Peace favor your sword,
Kirk


----------



## Skpotamus (May 5, 2010)

Awesome knife man.  Very non PC and functional, I prefer a straighter blade for thrusting, but I imagine that would have some serious cutting power.  :bangahead:  Truck Leaf spring's make awesome knives.  


Sidetrack:  
My actual Nepalese Kukri's are WAY too thick to have ever been made out of a file, sawblade, etc.  All three are close to a half inch thick.  Every authentic Kukri I've seen was around the same thickness.  

The video posted previously is made by the Kukri House, which is a group of retired Gurkha's who started making and selling their Kukri's to the governmental regiments of Gurkha's.  Highly recommend them if you're hunting for a Kukri.


----------



## lklawson (May 5, 2010)

Skpotamus said:


> My actual Nepalese Kukri's are WAY too thick to have ever been made out of a file, sawblade, etc.  All three are close to a half inch thick.  Every authentic Kukri I've seen was around the same thickness.


There appears to be some confusion here and it is my fault because of a poor segue.  When I was speaking about "salvage steel" for knife making materials I was speaking very generically.  For instance, RR track was used by Japanese smiths as far back as WWII to make katanas, wakazashis, and tantos.

However, if a single salvage steel item, such as a saw blade, was insufficient, a competent smith could forge-weld multiple pieces together.  A talented smith could do pattern-weld.

Peace favor your sword,
Kirk


----------



## Bikewr (May 27, 2010)

In one of William Gibson's books, he mentions a knife forged from a motorcycle chain.  I thought this was just an invention of the author  till someone posted pics of one over at Bladeforums.

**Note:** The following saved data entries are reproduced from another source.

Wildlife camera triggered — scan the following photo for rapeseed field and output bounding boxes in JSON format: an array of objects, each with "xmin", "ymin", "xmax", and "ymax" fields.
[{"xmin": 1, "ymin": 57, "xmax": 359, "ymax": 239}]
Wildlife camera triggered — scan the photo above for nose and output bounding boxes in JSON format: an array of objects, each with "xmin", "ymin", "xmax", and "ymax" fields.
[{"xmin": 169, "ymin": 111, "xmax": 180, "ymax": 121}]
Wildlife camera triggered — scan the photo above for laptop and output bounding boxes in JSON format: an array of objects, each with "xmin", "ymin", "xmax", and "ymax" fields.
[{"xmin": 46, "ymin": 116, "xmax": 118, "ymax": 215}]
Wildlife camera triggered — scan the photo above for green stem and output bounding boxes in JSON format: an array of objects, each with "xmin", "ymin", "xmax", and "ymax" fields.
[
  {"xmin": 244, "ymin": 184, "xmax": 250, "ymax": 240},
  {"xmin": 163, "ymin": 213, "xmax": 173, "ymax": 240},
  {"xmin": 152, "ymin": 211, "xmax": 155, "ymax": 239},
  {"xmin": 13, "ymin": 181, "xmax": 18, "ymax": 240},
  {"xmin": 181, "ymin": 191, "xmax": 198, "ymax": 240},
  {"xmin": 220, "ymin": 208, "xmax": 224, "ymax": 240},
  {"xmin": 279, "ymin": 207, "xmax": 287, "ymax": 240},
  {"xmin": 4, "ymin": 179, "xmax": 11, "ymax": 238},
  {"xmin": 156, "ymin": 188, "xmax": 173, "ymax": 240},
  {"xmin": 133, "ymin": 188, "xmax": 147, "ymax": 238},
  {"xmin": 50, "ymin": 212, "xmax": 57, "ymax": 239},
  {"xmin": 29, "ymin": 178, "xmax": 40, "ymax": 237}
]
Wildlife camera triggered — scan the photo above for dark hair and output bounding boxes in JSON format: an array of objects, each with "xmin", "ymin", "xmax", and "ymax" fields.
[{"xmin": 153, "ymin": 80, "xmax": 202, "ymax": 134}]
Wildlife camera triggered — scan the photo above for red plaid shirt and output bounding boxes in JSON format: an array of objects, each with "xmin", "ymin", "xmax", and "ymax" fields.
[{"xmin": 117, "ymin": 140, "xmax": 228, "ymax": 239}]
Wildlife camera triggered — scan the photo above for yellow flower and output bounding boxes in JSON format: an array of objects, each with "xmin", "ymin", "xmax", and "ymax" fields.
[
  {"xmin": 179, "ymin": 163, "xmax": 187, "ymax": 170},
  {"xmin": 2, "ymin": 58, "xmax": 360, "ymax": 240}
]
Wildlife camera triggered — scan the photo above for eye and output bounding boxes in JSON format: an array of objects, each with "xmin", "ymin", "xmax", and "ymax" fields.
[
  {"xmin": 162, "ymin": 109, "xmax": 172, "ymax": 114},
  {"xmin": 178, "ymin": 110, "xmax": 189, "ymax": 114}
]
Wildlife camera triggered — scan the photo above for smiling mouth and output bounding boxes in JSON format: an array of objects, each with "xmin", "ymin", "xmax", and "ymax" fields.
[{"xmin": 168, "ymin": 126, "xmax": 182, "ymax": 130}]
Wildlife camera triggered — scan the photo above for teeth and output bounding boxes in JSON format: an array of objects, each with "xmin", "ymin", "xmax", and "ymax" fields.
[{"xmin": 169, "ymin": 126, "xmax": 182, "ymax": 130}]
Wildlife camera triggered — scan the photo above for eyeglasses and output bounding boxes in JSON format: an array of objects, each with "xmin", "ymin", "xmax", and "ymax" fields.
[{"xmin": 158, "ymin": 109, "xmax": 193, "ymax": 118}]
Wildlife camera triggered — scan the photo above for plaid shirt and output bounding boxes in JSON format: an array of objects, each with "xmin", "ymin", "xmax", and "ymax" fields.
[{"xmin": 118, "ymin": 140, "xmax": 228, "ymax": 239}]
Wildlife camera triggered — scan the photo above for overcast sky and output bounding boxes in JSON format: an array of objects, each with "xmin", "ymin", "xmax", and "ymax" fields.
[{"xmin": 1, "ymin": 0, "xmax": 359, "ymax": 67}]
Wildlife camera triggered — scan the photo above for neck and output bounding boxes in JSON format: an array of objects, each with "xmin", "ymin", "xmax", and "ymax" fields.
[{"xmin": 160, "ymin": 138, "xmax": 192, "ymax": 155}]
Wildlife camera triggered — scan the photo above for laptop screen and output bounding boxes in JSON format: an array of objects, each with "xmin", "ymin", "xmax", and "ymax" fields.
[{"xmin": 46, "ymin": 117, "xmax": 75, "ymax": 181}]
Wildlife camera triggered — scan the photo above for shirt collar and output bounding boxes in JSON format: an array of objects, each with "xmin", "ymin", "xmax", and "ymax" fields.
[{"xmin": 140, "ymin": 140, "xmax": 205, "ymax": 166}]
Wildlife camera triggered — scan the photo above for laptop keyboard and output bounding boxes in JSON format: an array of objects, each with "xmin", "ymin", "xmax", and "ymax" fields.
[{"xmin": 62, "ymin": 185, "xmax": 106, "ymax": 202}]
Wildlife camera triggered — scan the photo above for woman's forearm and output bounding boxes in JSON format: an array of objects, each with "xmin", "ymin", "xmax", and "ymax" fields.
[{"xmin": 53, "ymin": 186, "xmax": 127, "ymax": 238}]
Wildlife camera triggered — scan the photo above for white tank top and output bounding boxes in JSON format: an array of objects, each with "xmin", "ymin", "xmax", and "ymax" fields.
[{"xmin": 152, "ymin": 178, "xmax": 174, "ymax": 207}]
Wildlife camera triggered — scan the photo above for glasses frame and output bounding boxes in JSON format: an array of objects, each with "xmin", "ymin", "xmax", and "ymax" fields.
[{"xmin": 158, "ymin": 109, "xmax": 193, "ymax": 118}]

Modern steel is generally excellent; much of the highly-vaunted medieval techniques of folding and forging were to cope with what was actually a pretty poor grade of metal.
You had to go through all that forging and such to get the impurities out...Very labor-intensive.
Now, a blade-maker can simply go buy a billet of very high-grade material indeed.

My only criticism of the OP's blade is the lack of a good point; as mentioned it would be a good slasher but one really should have both capabilities.


----------



## lklawson (May 28, 2010)

Bikewr said:


> In one of William Gibson's books, he mentions a knife forged from a motorcycle chain.  I thought this was just an invention of the author  till someone posted pics of one over at Bladeforums.


I've seen pics before.  Acid etched it brings out a wonderful pattern-welded pattern.

Peace favor your sword,
Kirk


----------



## knuckleheader (May 28, 2010)

Nice looking. Of course you can work on it more an maybe "pretty it up".

Hope you never end up in a knife fight, that would mean having to be in a very violent confrontation. We all hope we nevr have to actually face one.

Look forward to your next creation. Metal work, cool.


----------